Over the years, I have seen karma in action, and it's become part of today's culture, with many of us hearing about good or bad karma without actually thinking about what it means. But I do believe that it's important to add good karma to the world. After my accident and telling people about it, I heard several stories of fake whiplash incidents when other people were hit from behind. I also heard some horror stories about dealing with insurance companies. I called my own insurance company to tell them about the accident and my desire to deal with it privately, and once I explained my reasons, my insurance agent registered the event in my records and left it at that.

On Tuesday, I will get my car over to the auto shop and will pick up a rental car. I'm looking forward to having another car to drive, an automatic, which makes me feel better about the long drive through Seattle traffic to catch the ferry to Vashon Island. Wednesday through Sunday I will be back at the Lavender Farm home for our sixth writing retreat. It will probably be our last, too, since we lost another Vashonista this year and the rental is a bit on the expensive side for the four of us. So I will make the best of it and enjoy myself with my dear blogging friends.
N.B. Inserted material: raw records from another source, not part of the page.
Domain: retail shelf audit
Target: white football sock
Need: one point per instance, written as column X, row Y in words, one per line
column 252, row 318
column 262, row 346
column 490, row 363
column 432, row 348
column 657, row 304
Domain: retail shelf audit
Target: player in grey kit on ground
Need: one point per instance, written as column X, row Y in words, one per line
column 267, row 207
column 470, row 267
One of my friends pointed out to me when relaying the events of the accident that "kind people get taken advantage of" and that it might happen in a way that I don't anticipate. But that's the nature of life, isn't it? When I wrote about the hippie commune, I reflected on all the events that had to happen for me to end up right here in Bellingham. All the twists and turns of life's adventures brought me to this moment, with me sitting here in the dark, tapping keys on my laptop, and my dear partner still sleeping, as usual. A wise unknown person once said this about karma:
Whatever you give to life, it gives you back. Do not hate anybody. The hatred which comes out from you will someday come back to you. Love others. And love will come back to you.
So here I am, on this dark Sunday morning, reflecting on all the love that surrounds me. I must be doing something right. I hope that you will have a wonderful week, and I'll be writing from my farmhouse bed next Sunday, no partner next to me, coffee instead of tea, and my delightful fellow writers. Until then, be well and remember that we are in this together.